Data Cleansing

Match, Merge, Cleanse Automatically

Our Data Cleansing Solution provides an advanced offering using linguistic analysis to cleanse multiple structured data repositories into a cleansed master index. With the combination of ETL tools, FAST SEARCH and our Data Cleansing Solution, structured data from multiple repositories can be merged to create a clean master index cost-effectively in a matter of weeks.

Silos of dirty data

Large organisations are plagued with disparate silos of data, each source containing their own unique version of the truth, complicated further by the lack of a universal unique identifier to integrate and merge all these records together. This problem creates dirty and incomplete data which directly affects the usefulness of data stores, or any business intelligence initiative that is based on this poor data quality.

Our Data Cleansing solution provides a unique offering that applies ETL technology for data extraction and integration, and FAST’s data processing for linguistic analysis and fuzzy matching, supporting approximate matching on multiple strings, disparate sources can be joined, and missing relationships discovered.
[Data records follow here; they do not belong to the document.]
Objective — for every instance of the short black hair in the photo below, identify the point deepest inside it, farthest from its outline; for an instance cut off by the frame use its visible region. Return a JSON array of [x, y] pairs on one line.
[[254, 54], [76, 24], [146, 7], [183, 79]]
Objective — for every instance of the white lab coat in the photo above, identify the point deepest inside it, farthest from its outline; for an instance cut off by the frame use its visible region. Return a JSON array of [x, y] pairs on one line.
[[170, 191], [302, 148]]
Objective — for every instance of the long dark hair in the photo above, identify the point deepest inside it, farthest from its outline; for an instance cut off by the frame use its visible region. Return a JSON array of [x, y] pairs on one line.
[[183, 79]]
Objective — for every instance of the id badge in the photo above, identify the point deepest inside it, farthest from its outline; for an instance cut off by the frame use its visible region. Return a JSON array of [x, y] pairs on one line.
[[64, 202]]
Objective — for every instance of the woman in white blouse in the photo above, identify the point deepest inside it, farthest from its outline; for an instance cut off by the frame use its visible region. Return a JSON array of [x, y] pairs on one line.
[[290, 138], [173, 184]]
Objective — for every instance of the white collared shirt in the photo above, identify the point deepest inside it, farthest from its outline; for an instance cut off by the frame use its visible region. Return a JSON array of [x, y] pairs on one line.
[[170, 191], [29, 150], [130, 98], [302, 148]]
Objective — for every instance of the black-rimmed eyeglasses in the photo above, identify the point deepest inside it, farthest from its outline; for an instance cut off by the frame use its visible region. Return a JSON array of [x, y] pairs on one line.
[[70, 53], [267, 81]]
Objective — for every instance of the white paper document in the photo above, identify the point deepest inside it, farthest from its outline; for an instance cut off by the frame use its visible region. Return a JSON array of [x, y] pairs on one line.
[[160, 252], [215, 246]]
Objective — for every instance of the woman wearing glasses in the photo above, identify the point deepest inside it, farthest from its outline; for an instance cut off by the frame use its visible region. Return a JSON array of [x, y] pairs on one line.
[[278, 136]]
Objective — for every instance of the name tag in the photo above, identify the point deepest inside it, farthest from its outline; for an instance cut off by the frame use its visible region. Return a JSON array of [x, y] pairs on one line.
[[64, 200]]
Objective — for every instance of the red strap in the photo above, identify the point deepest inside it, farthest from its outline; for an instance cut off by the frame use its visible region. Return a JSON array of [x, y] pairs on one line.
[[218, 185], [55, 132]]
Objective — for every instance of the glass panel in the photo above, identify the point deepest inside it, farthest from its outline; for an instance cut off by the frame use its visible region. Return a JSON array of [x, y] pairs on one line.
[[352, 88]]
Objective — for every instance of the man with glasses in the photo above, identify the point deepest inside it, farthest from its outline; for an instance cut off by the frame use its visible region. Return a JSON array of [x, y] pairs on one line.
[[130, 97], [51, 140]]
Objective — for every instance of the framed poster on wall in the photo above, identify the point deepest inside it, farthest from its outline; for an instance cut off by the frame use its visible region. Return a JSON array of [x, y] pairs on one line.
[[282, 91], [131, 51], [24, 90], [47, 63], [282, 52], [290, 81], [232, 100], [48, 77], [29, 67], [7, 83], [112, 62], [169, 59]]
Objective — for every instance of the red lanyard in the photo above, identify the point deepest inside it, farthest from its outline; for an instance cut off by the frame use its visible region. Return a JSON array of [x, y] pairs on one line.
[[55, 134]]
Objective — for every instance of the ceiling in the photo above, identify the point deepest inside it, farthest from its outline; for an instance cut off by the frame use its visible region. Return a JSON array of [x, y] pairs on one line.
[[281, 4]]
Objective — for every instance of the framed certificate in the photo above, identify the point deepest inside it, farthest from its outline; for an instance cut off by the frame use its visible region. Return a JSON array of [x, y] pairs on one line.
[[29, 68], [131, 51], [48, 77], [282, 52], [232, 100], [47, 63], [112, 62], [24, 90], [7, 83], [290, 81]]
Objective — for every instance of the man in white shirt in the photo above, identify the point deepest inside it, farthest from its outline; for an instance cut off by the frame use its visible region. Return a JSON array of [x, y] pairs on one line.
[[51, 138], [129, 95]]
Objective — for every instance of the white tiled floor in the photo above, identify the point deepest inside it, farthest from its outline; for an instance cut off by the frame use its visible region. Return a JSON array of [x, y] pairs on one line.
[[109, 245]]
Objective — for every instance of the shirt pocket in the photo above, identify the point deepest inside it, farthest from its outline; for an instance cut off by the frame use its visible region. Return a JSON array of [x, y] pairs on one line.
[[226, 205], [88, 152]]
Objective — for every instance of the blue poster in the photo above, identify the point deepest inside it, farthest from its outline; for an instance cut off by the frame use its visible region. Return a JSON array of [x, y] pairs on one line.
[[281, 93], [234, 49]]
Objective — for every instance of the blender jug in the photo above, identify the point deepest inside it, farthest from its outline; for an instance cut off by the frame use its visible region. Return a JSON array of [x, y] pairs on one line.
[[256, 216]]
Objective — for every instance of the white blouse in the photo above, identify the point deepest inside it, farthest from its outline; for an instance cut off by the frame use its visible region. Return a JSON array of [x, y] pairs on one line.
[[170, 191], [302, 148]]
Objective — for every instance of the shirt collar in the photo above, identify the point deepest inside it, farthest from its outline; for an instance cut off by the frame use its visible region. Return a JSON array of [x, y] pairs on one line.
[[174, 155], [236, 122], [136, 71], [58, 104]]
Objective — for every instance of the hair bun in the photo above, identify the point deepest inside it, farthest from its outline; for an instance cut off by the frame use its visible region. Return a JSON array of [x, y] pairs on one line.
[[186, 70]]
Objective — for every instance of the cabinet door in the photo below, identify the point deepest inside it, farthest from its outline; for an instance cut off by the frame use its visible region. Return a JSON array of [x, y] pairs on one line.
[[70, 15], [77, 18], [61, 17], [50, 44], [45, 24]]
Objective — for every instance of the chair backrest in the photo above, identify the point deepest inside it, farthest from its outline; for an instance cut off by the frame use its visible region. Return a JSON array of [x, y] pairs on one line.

Superior cleansed data for better business decisions

Empower users to develop comprehensive business responses based on heightened data confidence. Features that produce superior data results include:

  • Merging structured and unstructured information into one master repository
  • Ability to link unique identifiers, such as phone numbers and tax IDs, as a means of locating additional information about customers
  • Concatenation of multiple fields such as address and name listings to rank degree of similarity
  • Use of Thesauri and lists of 25 Million proper names to automate approximate matching
  • Synonym expansion to allow for related term matching or association
  • Spell correction

Optimised index for increased ROI

Cleansing names and addresses often requires the use of fuzzy logic as addresses may include abbreviations, misspellings, contain various formats and are often separated into a number of discrete fields. A traditional database will create a data model to reflect field layout; indexing the columns which are expected to be searched often. An optimised database will index not only individual columns but also index the sum of two columns. This method can increase the size of the original data fields by 4 - 5 times, thus requiring significant and costly system resources to store. In comparison, our installations hosted on commodity hardware can often compress data, leading to compact and efficient information retrieval.

Change the game: Information discovery using search

Enterprise Search has proven across numerous markets to be the most scalable and cost-effective technology in knowledge discovery and business intelligence. By incorporating linguistic data cleansing, the broader problem of integrating structured data with unstructured documents is addressed. Metadata management using a combination of ETL tools and linguistic-based document processing provides a unique solution for transforming data into actionable insight.